Der Grund liegt auf der Hand: Operationen bringen dem Arzt mehr Geld ein als einfache Untersuchungen. Das trifft vor allem auf operierende Augenärzte zu. "Sie gehören zu den bestbezahlten Spezialisten der Medizin", sagt Margrit Kessler, Präsidentin der Schweizer Patientenorganisation. Schon allein deshalb sei die zusätzliche Honorarforderung von D.P. eine Frechheit.
Ganz aber will sie Honorar-Vereinbarungen zwischen Ärzten und Patienten nicht verbieten. Zum Beispiel dann nicht, wenn allgemein Versicherte sich auf eigenen Wunsch privat, also vom Chefarzt statt vom Assistenten, betreuen und operieren lassen möchten. Ihre Bedingung für solche Verträge: "Die Patienten müssen über die verschiedenen finanziellen Möglichkeiten und die daraus entstehenden Konsequenzen aufgeklärt sein."

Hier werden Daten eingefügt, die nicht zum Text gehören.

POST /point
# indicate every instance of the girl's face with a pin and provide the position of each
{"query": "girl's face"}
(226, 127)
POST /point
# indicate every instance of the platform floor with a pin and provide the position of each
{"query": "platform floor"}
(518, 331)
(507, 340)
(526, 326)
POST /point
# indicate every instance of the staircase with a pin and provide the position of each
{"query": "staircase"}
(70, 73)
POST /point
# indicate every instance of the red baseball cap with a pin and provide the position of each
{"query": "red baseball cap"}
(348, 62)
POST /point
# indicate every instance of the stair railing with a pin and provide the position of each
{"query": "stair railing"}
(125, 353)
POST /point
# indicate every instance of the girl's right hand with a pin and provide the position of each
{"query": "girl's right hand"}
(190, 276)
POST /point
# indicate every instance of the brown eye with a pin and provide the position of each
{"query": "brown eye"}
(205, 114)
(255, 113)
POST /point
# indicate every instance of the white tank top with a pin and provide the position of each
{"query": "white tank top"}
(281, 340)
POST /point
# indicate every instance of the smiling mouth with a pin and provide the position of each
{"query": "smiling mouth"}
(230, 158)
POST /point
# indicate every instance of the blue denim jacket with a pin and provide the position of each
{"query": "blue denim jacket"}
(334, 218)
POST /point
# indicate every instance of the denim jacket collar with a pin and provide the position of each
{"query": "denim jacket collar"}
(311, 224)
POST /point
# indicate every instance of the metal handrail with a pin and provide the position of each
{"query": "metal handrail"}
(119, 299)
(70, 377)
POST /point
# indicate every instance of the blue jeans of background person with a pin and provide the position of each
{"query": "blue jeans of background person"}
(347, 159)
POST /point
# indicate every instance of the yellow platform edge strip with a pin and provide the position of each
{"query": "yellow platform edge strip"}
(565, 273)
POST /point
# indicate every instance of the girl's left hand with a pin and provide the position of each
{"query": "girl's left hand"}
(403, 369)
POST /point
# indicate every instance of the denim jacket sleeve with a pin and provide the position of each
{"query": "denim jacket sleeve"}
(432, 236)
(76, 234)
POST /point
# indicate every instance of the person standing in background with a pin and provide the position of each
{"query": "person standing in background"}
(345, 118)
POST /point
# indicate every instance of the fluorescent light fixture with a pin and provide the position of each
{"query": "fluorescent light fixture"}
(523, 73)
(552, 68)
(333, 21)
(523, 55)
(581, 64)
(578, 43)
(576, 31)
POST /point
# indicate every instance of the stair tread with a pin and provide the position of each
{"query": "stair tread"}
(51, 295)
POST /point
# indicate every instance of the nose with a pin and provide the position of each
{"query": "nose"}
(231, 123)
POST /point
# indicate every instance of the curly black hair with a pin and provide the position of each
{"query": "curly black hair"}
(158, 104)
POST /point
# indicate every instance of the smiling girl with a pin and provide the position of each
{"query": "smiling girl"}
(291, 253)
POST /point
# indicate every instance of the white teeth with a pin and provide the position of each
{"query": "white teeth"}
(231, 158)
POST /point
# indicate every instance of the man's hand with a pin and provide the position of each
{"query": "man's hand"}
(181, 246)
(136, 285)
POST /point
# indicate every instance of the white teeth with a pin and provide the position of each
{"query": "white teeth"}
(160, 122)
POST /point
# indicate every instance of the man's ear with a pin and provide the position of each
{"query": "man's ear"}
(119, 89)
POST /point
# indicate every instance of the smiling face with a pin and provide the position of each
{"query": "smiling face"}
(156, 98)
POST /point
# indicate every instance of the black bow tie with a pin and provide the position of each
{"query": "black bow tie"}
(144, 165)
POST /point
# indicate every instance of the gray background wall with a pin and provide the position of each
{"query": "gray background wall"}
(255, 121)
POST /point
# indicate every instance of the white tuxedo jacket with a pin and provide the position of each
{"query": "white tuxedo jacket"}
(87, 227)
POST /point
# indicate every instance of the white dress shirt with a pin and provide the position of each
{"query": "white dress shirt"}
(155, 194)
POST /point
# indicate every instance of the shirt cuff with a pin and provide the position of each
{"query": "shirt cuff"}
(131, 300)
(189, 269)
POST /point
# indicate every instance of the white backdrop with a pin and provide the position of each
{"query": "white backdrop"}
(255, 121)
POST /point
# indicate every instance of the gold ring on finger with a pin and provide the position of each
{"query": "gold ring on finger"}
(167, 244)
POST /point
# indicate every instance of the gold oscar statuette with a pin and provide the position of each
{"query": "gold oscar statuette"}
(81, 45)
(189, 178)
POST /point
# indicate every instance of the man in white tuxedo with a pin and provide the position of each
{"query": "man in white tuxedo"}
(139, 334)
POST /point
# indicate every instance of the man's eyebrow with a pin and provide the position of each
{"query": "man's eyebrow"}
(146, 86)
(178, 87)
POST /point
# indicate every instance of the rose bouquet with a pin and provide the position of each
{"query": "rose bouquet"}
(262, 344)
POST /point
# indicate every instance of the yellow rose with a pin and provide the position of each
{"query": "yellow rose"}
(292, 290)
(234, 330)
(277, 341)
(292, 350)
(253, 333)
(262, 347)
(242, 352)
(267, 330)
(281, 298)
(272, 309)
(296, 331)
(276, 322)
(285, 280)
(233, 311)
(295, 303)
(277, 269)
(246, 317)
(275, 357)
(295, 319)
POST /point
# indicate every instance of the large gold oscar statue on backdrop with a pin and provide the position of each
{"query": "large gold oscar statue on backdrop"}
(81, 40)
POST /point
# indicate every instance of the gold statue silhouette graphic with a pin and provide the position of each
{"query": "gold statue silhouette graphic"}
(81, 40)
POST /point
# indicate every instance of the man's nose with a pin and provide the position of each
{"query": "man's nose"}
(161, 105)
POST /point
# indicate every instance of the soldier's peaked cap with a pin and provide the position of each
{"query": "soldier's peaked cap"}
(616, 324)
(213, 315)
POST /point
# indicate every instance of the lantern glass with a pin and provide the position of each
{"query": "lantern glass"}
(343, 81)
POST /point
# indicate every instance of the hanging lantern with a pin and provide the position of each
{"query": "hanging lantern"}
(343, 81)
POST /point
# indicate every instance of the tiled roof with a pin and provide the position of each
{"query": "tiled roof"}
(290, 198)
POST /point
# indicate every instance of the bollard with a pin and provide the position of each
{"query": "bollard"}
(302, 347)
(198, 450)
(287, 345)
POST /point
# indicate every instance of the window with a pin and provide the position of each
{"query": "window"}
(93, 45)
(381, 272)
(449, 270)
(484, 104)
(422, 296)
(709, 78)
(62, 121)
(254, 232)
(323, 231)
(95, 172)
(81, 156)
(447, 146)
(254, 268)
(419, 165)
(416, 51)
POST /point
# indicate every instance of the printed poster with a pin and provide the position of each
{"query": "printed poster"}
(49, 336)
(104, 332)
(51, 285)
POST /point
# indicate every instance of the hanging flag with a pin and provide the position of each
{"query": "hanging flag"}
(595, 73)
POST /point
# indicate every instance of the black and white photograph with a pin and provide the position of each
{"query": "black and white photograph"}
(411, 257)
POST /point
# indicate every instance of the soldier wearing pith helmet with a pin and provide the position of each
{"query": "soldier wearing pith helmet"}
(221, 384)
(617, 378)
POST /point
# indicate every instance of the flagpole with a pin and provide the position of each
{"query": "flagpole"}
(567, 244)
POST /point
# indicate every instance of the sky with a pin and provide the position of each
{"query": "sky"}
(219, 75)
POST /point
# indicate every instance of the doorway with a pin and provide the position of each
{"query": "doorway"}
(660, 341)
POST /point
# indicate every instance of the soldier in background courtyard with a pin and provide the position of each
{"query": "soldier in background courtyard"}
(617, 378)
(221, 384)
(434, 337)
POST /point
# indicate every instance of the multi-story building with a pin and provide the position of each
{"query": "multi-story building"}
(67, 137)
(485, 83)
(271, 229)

"KVG-Tarife sind zu tief" Das wünscht sich auch Hanspeter Kuhn, stellvertretender Generalsekretär der Verbindung der Schweizer Ärzte FMH. Doch er will noch mehr. Für ihn sind die meisten KVG-Tarife zu tief und müssen neu berechnet werden. Solange das nicht der Fall sei, wundere es nicht, wenn Spezialärzte von allgemein versicherten Patienten Zusatzhonorare verlangten - auch wenn es illegal sei.
Augenspezialist P. verspricht aber Besserung. Er will sich, so schreibt er dem K-Tip, ab jetzt an das Gesetz halten und auf Zusatzhonorare verzichten.
Kasten: Tipps
So können Sie sich wehren Wenn Ihr Arzt ein Zusatzhonorar will:
- Wenden Sie sich an Ihre Krankenkasse (KK). Sie hilft Ihnen nötigenfalls bei einem Gang vors Gericht.
- Falls Ihr Arzt das Geld bereits kassiert hat, unterstützt Sie Ihre KK auch bei der Rückforderung.